One concern was the behavior of Australian soldiers during the occupation of Syria. General Morshead had tight control of how the men were dressed and how they behaved. "Leave" followed tight rules. Most of the men naturally were well-behaved. Esprit d'Corps was usually enough to keep men in line. Senior officers in the division staff were kept informed about how things were handled.
The Australians in Tripoli had set a good enough example that the civilians became friendly with them. The situation had improved enough that the string of complaints about Australians coming from "General Auchinleck, General Maitland Wilson and the Spears Mission" had stopped. The main problems became men visiting villages that were prohibited and later by selling "government property" for cash.
The men were more enthusiastic about training than they were about digging defenses at Tripoli. Some useful unit training occurred during the three days a week set aside for such exercises. Men were able to fire their weapons and were acquainted with "wire crushing" and the "spigot anti-tank mortar". The 2/3rd Anti-Tank Regiment "received 32 guns".  They created a range where they could practice shooting at targets. One feature of February is that small  groups were sent back to Australia to training replacement troops. This is based on the account in Vol.III of the Australian Official History.

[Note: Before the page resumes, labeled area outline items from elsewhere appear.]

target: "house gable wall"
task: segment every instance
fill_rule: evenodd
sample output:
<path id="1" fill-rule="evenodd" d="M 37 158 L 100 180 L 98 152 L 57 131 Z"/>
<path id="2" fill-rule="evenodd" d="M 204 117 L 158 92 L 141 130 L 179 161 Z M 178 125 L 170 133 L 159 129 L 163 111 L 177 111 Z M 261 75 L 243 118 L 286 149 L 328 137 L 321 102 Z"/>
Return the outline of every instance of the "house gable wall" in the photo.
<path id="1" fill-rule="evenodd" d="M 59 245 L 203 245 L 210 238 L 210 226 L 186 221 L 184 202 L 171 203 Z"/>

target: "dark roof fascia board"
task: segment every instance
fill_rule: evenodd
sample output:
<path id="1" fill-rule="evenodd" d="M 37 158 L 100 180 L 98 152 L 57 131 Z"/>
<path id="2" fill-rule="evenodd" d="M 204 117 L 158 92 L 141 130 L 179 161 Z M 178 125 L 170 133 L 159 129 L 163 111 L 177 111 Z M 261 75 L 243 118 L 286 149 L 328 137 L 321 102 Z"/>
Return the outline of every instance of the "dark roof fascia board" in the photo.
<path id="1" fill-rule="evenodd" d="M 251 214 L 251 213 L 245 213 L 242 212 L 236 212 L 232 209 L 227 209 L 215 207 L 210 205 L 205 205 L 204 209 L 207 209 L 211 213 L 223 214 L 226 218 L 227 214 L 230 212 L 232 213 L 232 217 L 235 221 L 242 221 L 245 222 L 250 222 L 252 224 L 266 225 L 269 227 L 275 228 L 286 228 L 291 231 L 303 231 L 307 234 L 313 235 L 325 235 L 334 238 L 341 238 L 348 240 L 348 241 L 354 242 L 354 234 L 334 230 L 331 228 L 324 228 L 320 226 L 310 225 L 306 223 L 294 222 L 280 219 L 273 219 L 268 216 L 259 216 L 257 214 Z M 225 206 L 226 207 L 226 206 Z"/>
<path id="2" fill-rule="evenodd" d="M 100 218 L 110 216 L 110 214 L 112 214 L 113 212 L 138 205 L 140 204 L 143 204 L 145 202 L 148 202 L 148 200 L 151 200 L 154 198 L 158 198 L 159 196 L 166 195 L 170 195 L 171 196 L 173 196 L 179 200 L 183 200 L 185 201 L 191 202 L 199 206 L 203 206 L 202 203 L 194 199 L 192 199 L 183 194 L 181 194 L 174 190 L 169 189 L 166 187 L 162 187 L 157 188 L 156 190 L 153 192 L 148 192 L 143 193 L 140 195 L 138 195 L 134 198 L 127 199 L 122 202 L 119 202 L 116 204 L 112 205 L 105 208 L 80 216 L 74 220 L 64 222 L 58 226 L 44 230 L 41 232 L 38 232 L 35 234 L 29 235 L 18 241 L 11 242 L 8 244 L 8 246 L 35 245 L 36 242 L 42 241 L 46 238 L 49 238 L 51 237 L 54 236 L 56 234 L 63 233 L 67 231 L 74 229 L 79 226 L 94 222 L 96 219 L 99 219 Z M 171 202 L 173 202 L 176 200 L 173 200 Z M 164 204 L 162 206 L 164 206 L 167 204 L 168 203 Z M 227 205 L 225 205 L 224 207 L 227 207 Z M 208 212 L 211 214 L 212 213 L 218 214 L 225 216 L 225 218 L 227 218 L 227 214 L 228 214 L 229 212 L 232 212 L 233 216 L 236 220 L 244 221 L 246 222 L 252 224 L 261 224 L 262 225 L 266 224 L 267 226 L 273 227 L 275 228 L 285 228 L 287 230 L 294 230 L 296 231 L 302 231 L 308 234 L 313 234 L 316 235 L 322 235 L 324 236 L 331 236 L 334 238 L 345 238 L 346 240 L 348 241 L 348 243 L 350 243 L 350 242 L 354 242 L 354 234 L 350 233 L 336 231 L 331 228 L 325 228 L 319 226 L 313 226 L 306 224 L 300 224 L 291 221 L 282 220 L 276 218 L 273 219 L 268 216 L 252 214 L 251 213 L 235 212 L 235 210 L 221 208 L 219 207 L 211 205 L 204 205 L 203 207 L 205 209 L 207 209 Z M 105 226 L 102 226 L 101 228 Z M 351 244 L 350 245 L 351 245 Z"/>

Tuesday, November 27, 2018

The British get their way on 4 February 1941 in Egypt and then back to Syria

The cadets from the Officer Candidate Training Unit were informed about the ultimatum given to the Egyptian government and were sent to the palace of King Farouk. They arrived before 9pm and were formed up in parade. The Egyptian royal guard presented arms in response. The British ambassador arrived after 9pm and went to speak to the king. He was there for about 15 minutes and then left. After he left, Nahas Pasha was asked to form a government. He did accept the request, although he wrote a letter for the British ambassador saying that neither the treaty between Egypt and Great Britain nor the fact of Egypt being a sovereign nation should allow the British to force political changes in Egypt. The British agreed that they would treat Egypt as a valuable ally and enter into a collaboration with them. This calmed the political situation. Elections were held that approved of the agreement, although the political opposition disliked the deal. The whole incident was kept secret until after the end of the war. The incident was one of many reasons that ended the British military occupation of Egypt after the war.
Back to Syria, in early February 1942, General Morshead traveled the 20th Brigade area for five days, seeing the situation for himself. He disliked having the 20th Brigade at Aleppo, as it seemed exposed and that they would not be able to withdraw. He remembered his experience in 1941 in the withdrawal from western Cyrenaica into Tobruk. In addition, 20th Brigade was considered to be the 9th Australian Division reserve. He thought that is they really would have six weeks warning, they should blow demolitions immediately. He was also skeptical about how long the air force would use the "covering landing grounds". He thought that they would almost immediately abandon them, leaving 20th Brigade with air cover.
General Morshead was also unhappy with the emphasis on building defenses at the expense of training. The Australians had previously been permitted to traing for three days a week and then build defenses for three days. General Morshead objected to the situation and General Wilson, 9th Army Commander, agreed that training was important. They agreed that they could hire civilians to dig so that Australians could train. Another problem was equipment for the 9th Australian Division. This is based on the account in Vol.III of the Australian Official History.